15 Hammett stories discovered

This just in from Andrew Gulli, managing editor of the Strand quarterly magazine:

"I was doing research in the Dashiell Hammett archives at the Ransom Library at the University of Texas. I managed to find 15 Hammett short stories that have never been published. A lot of times, unpublished stories by well-known writers aren't very good, but these are gems."

The Hammett estate gave Gulli permission to publish one of the stories but turned down the idea of compiling all 15 into a book.

The one that appears in Strand, "So I Shot Him," is about two men who make a bet with each other — with tragic consequences.

"A lot of the story is about fear, yet the ending is open-ended to the point where you're asking yourself if a crime was really committed," Gulli said. One of the most telling lines: "Courage isn't a damn thing but a habit of not dodging things because you're afraid of them."

Hammett's best-known creations were hard-boiled detective Sam Spade ("The Maltese Falcon") and Nick and Nora Charles of "The Thin Man."

Mystery writer Fluke to appear in Wichita

Joanne Fluke, author of the Hannah Swensen mystery series, will be in Wichita on Friday to read and sign books. She will appear at 7 p.m. at the Barnes & Noble at Bradley Fair, 1920 N. Rock Road.

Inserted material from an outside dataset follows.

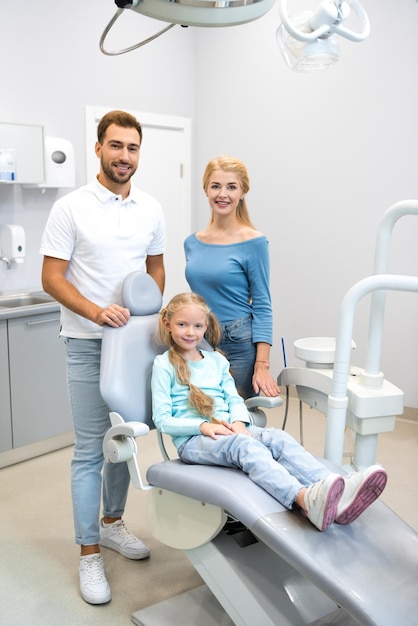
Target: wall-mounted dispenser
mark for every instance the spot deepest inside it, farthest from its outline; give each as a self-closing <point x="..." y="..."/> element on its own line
<point x="12" y="239"/>
<point x="59" y="164"/>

Fluke's latest book, " Devil's Food Cake Murder," (Kensington, 304 pages, $24) is the 14th in her foodie series, which features recipes in addition to the story.

Poet Anita Skeen to read, sign books

Poet Anita Skeen will be in Wichita on Friday to read from her latest book of poetry, "Never the Whole Story" (Michigan State University Press, 163 pages, $16.95). Skeen, director of the Center for Poetry at Michigan State University, will appear at 7 p.m. at Watermark Books, 4701 E. Douglas.

A new collection from Kansas poet Holden

Jonathan Holden, who served as Kansas' first poet laureate, will soon release a new collection of poems titled " Glamour" (Mammoth Publications, 70 pages, $12). Called "one of our most intelligent poets" by former U.S. Poet Laureate Ted Kooser, Holden explores family, art, history, and even geometry in these poems, many of which center on the death of his father.